On 23/12/2006, at 7:35 PM, Tom Benson wrote:

Are you sure Andy?

yes - casting never changes the actual method called but see the rest of this message

http://www.oofile.com.au/files/REALbasic/TestRBPoly.rbp.zip

In fact I rely on this heavily in a number of my projects (being able to call a superclasses method that I have overridden by casting the object as it's superclass)

My bet is that you don't actually override that method in your current class, so there's no local method to be called instead.

In that case the casting to superclass is just redundant.

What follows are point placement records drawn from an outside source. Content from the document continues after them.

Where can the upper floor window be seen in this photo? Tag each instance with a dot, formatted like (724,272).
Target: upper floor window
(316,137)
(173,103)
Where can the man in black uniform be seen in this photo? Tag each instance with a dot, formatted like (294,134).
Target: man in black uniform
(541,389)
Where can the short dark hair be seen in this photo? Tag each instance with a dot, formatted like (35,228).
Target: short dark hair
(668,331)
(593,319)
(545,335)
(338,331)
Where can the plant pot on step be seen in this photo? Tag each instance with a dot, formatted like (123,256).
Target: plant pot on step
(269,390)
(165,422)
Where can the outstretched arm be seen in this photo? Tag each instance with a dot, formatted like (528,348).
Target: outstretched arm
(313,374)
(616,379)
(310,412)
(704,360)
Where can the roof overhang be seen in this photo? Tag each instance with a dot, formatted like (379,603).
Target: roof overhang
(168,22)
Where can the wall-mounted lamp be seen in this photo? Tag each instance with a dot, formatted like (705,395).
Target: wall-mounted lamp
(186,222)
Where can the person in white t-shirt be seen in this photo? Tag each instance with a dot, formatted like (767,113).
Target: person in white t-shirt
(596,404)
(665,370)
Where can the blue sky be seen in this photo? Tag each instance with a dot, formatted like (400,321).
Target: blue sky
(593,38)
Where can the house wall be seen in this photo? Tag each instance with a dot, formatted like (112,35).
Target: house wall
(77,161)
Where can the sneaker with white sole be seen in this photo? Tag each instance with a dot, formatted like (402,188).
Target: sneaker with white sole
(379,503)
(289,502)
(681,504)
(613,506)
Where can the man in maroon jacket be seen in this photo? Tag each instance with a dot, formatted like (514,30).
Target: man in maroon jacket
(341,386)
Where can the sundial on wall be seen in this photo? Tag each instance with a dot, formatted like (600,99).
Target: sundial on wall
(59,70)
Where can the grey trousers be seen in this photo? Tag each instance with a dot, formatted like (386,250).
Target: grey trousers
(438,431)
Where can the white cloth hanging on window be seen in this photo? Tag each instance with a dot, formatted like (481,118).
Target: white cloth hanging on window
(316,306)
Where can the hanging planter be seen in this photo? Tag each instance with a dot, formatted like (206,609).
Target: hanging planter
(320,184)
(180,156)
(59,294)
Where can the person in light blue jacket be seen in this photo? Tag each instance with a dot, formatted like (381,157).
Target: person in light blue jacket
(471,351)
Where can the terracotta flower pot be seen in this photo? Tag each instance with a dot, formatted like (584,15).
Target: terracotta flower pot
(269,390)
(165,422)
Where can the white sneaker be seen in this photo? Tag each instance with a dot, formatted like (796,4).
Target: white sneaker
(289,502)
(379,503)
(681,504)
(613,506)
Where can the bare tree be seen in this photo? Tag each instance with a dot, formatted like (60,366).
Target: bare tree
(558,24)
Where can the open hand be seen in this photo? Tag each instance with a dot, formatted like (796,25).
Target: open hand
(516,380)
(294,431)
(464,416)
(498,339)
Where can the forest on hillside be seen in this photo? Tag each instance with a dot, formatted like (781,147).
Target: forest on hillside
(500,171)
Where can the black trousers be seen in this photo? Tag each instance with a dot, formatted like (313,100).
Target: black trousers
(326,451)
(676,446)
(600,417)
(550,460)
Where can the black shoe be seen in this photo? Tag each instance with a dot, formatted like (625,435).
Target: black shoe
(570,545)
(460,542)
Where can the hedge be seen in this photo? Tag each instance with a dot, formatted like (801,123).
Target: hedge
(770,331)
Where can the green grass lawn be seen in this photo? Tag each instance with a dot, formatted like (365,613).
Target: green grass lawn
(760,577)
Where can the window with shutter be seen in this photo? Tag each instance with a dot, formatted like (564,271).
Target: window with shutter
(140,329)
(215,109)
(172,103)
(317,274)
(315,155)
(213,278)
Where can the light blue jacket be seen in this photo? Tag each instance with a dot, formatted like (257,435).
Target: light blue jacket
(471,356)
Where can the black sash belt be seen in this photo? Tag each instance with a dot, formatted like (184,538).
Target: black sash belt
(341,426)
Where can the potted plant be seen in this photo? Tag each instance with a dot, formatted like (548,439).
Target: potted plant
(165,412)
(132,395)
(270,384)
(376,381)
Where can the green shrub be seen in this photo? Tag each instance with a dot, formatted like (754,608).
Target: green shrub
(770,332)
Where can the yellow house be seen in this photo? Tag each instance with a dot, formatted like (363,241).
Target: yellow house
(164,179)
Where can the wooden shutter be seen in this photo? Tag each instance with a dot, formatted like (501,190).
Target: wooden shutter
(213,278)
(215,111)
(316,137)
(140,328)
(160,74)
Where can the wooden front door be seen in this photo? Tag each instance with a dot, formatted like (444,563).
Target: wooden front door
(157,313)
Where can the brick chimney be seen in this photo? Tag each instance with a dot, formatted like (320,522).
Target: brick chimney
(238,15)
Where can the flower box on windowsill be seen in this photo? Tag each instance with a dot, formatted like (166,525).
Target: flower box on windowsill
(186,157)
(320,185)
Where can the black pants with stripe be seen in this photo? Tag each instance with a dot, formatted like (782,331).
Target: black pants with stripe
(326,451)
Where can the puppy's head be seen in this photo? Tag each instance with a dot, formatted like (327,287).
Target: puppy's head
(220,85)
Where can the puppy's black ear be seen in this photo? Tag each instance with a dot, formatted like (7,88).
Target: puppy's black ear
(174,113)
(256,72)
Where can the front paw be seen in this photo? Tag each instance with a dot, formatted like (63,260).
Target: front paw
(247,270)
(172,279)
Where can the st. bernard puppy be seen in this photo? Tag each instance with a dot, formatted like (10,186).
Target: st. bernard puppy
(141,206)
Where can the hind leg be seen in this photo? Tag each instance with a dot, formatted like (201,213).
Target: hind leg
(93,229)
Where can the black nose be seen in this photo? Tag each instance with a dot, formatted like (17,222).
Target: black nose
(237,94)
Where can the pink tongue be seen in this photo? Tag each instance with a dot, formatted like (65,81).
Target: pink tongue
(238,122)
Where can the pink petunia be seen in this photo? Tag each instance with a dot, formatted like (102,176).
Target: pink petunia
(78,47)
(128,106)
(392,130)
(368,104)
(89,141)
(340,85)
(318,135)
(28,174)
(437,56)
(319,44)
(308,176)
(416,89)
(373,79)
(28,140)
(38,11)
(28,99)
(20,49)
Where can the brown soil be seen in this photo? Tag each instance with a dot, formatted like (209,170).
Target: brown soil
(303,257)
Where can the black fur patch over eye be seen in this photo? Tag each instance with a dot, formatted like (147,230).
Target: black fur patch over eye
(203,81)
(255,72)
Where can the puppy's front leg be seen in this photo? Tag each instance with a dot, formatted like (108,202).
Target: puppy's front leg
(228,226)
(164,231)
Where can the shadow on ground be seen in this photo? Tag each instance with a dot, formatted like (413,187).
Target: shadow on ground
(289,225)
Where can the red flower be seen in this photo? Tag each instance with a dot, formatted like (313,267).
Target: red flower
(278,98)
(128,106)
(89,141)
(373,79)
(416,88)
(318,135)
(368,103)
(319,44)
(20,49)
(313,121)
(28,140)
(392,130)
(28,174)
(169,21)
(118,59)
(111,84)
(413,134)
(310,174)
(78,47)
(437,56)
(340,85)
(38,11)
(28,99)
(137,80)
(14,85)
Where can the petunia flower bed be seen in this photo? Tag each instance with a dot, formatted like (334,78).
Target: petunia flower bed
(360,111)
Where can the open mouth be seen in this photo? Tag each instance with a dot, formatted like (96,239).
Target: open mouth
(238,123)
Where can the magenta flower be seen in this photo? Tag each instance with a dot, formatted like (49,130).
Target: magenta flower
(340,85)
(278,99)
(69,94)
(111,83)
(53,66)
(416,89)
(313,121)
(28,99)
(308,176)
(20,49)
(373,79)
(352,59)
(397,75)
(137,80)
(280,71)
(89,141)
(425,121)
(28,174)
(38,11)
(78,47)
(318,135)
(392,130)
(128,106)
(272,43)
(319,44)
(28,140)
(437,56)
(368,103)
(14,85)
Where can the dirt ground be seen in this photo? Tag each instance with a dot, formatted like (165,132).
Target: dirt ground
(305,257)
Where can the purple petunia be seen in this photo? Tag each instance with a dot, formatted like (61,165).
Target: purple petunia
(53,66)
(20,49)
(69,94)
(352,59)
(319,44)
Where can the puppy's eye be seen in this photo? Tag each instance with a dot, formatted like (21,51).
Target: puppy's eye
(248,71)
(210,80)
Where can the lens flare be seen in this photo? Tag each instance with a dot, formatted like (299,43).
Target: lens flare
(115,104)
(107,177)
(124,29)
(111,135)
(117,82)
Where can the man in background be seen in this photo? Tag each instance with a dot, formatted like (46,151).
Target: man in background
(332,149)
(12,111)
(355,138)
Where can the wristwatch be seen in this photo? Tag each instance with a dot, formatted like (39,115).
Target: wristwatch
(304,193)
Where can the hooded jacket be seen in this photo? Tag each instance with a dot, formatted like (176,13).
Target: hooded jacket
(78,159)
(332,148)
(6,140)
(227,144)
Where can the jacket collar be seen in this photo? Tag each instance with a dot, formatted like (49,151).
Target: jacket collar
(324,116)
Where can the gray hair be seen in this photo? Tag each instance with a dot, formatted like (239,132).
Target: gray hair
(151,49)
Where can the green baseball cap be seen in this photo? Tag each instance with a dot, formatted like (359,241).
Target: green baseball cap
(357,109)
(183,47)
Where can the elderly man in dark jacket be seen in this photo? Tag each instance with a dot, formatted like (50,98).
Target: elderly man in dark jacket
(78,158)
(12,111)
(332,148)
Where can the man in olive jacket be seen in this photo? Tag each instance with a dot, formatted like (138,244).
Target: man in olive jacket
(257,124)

Note that C++ has a special syntax which allows you to do this ParentClass::raz() will call the ParentClass implementation of raz from within a SubClass method.

THERE IS AN RB EQUIVALENT ALLOWING YOU TO CALL A PARENT
which I uncovered/was reminded of through writing the above example

  ' try calling superclass method by casting - won't work
  SubClass(self).raz "CallRaz pointer to SubClass(tester).raz"

  ' explicitly call our superclass so it WILL work
  super.raz "super.raz"

' Directly call a given method on an ancestor, not necessarily immediate parent - this is NOT casting
  ParentClass.raz "ParentClass.raz"


For very very good reasons, you can't change which method is called from OUTSIDE the class but you can choose to use a parent implementation INSIDE the class.